Aldermen Mark Doornink, Phil Rath and Bill Zienert have filed non-candidacy papers and won’t seek re-election to the Clintonville City Council in the April 7 election.
Zienert is finishing his second term on the council. He said he wants to pursue other ways to help the community.
“My overwhelming reason [for not seeking re-election] is I feel like I can do more for my community focusing my time on non-governmental pursuits like Boy Scouts, my church, and things of that nature,” Zienert said. “I love our community. I’m committed to it, and if I’m going to take time away from my family and my business I want to do it with something I can make the most difference with the time that I have.”
He added, “Wanting to be part of a group that is dedicated to wanting to build Clintonville up is really important to me. From my perspective, there are other groups in our community that are doing a more consistent job of that than city government.”
Rath said he has served on the city council on and off since 2006.
“I’ve been on the council for several years and it’s time for me to step down,” Rath said.
He added that the political unrest in the city “somewhat” weighed in on his decision.
Serving on the council has also been a pleasure, Rath said.
Doornink said he has served on the council for a total of nine years.
He said it wasn’t an easy decision to not seek re-election, but it was the best decision for him and his family.
He added that the political unrest in the city “heavily” weighed in on his decision. He said that there have been a lot of council meetings and committee meetings that have taken his time away from his family.
Both Doornink and Zienert said they are concerned about the future of the city council and the city.
“That’s the hard part of not running,” Doornink said.
He added that the city and council has lost a lot of experienced people over the past six months.
Zienert was quick to point out that the city is lucky to have the dedicated employees that keep the city operating. He added that the city has lost out on opportunities in recent months.

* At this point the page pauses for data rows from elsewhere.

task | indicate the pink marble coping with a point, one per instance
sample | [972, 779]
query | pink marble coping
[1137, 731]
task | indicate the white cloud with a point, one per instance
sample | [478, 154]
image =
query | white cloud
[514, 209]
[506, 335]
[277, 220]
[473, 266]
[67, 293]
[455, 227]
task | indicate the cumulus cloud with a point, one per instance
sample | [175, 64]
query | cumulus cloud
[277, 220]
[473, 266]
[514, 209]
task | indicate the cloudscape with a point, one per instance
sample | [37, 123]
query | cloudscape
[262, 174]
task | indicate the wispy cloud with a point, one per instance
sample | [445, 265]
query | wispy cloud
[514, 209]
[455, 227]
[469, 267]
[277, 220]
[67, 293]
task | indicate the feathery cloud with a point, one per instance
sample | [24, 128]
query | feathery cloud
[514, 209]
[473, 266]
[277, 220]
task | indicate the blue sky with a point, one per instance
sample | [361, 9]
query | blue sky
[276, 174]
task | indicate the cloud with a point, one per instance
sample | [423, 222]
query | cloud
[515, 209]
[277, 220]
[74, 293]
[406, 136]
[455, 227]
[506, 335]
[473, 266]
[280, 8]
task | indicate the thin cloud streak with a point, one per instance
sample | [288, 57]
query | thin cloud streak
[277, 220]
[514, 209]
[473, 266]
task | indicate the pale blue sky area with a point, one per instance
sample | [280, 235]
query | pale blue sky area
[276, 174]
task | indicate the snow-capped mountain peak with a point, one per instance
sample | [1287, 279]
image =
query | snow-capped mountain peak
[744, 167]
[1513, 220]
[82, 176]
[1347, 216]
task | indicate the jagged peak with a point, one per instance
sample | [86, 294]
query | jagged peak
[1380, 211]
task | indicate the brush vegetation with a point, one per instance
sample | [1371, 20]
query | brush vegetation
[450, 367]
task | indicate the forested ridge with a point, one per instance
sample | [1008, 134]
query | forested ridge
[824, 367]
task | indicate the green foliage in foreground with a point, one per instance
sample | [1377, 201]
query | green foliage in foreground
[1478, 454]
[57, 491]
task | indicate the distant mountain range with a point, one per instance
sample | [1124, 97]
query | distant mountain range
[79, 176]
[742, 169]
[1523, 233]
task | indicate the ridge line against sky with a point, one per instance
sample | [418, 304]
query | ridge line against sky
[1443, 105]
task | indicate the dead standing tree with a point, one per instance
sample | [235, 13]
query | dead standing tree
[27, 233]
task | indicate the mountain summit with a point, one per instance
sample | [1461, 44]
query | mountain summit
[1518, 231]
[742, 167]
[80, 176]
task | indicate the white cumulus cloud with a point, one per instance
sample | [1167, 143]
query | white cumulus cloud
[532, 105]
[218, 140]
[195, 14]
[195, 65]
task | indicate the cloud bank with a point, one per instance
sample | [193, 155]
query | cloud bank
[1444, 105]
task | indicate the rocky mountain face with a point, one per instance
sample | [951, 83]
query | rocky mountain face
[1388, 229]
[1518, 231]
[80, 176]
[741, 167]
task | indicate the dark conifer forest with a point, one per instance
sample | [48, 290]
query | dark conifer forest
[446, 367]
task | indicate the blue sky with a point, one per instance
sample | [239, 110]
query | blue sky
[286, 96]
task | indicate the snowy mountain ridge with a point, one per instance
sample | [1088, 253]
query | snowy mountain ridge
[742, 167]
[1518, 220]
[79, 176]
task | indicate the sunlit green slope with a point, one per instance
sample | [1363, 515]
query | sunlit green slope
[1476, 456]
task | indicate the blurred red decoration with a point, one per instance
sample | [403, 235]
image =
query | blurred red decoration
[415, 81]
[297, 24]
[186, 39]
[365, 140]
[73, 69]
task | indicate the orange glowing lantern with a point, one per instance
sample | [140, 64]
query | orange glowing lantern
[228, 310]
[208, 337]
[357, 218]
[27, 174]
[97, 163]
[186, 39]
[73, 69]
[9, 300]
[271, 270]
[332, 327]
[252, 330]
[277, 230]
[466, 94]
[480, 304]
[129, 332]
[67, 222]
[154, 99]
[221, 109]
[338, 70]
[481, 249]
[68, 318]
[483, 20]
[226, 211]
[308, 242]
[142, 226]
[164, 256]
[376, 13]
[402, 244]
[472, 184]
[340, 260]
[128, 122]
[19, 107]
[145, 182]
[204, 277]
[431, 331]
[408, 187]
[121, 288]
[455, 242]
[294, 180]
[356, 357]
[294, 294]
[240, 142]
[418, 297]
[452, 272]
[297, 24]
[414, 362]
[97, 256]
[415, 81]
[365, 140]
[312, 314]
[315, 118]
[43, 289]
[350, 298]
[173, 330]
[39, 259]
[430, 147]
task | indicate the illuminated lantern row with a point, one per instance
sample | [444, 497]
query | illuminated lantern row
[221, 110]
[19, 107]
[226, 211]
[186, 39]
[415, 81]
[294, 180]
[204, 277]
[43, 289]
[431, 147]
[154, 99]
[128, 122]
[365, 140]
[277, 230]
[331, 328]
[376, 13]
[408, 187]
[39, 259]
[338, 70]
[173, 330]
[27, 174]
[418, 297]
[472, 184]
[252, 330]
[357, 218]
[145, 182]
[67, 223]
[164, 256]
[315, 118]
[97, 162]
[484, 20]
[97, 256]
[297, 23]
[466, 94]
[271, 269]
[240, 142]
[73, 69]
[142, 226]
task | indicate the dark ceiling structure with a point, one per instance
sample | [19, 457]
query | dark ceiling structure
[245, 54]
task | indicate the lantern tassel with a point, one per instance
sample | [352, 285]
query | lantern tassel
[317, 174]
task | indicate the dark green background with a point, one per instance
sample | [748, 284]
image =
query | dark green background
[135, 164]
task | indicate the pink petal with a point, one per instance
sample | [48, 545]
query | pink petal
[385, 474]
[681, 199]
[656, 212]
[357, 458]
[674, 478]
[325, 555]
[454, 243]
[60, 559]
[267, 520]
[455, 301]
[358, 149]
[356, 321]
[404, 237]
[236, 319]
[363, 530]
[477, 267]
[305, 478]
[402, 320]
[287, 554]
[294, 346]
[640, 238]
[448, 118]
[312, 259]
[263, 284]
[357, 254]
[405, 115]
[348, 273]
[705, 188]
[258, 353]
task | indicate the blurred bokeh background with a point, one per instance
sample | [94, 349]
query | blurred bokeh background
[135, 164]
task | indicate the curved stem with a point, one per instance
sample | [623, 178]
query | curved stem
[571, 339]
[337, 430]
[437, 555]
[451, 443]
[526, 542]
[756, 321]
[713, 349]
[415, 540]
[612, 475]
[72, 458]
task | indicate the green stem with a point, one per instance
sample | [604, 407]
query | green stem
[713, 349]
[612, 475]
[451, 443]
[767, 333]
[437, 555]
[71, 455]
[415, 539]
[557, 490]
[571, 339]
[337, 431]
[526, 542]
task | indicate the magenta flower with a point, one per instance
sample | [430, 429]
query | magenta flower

“My biggest disappoint or concern is I feel we are going to miss opportunities that come our way as a city because we’ve chosen to focus on somewhat pretty myopic, and in some cases, very personal contentious debates,” Zienert said. “Every time we spend an hour discussing the mayor’s leave of absence or any of these other issues, that’s an hour we’re not talking about how to build up the industrial park, how to strengthen our park system, and how to create a place where people want to live and work in.”